In 1776, John Adams predicted that future generations of Americans would mark the day with patriotic displays, right down to “Bells, Bonfires, and Illuminations from one end of this Continent to the other.”
What the 34th president, Republican Dwight Eisenhower, likely would have thought and preferred is another matter.
The only career military man who served in the White House during the 20th century, Eisenhower consistently chose sober reflection on special occasions over extravagant display or military posturing such as was then — and is now — prevalent in autocratic and totalitarian regimes.
Search Ike’s public papers as president and you will find only one specific reference on July 4 to the nation’s founding: a 1959 radio address in which he observed, “If my message to you on this Fourth of July could be put into one sentence, it would be this: State the facts of freedom and trust in God, as we have ever done.”
Eisenhower is best known for his magnetic smile, not his bombast. He served the nation with a kind of above-the fray-steadiness during two productive terms in the White House (1953-1961), a period of notable peace and prosperity, against the backdrop of an often tense Cold War with the Soviet Union.
During Eisenhower’s presidency, the United States enjoyed noticeable gains in gross national product and average Americans lived better than ever, thanks in part to strong unions and low inflation. During the Ike Age, a newly invigorated civil rights movement was spurred by the U.S. Supreme Court’s 1954 Brown v. Board of Education decision, which banned racial segregation in public schools, and Eisenhower’s effective response when Arkansas Gov.
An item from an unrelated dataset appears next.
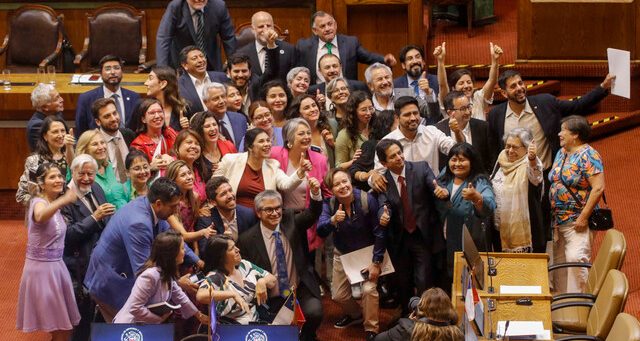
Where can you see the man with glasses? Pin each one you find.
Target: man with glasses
(475, 131)
(125, 100)
(278, 244)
Orval Faubus defied federal court orders to integrate Little Rock’s Central High School in 1957.
Eisenhower was a quiet champion of equal rights, as David Nichols has documented in an important revisionist book, “A Matter of Justice.” But that was Eisenhower’s style. He preferred behind-the-scenes maneuvers to public lobbying. He did not seek credit when his initiatives went well, though he did take responsibility when things did not go as planned. (Consider the U-2 shoot-down in 1960 that destroyed Ike’s hopes for detente with the Soviet Union.)
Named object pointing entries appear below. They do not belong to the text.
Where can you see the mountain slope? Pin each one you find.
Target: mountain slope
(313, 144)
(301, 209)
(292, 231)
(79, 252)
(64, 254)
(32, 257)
When Eisenhower took note of special anniversaries, including Memorial Day and Independence Day, he tended to express himself less in terms of celebration than by emphasizing the sacrifices that kept Americans free and American democracy vibrant.
In a diary entry on May 30, 1951, Eisenhower wrote that Memorial Day reminded him that the U.S. — then engaged in a brutal, stalemated war in Korea — was “still adding to the number of graves that will be decorated in future years.” He added: “Men are stupid!”
Unsurprisingly, spearheading a potentially lethal American rivalry with a communist adversary, Ike was committed to strong alliances and a strong military. He had, after all, served as the supreme commander of the Allied Expeditionary Forces, leading the Normandy invasion that changed the course of World War II.
But it is worth noting that, as president, Eisenhower cut military spending, notably on “boots on the ground,” in favor of high-tech and atomic power. There, as his Secretary of State John Foster Dulles famously put it, the American taxpayer could get “more bang for the buck.”
Ike would never have put it that way. He did not engage in rhetorical flourishes of the sort Dulles favored. Moreover, Eisenhower was determined, as Evan Thomas put it in his best-selling study, “Ike’s Bluff,” never to use nuclear weapons. At the same time he would “tell no one” what was on his mind about this ultimate presidential power.
That said, a consistent thread running through Eisenhower’s public and private statements was his hatred of tyranny and his commitment to democratic traditions. Ike believed to his core that war was folly. He promoted unity, peace and cooperation among our allies, as well as dialogue with adversaries. As he put it in a July 4, 1947, address in Vicksburg, Mississippi, “A nation’s success in war and peace demands participation in the community of nations.”
No “America first,” no “go it alone” for President Eisenhower. Alliances and teamwork were his mantra. And in the end, while Ike liked fireworks as much as the next person, he would leave the emphasis on military parades and flyovers to the autocrats and totalitarians.
Michael J. Birkner is professor of history at Gettysburg College. He has written extensively on the Eisenhower presidency.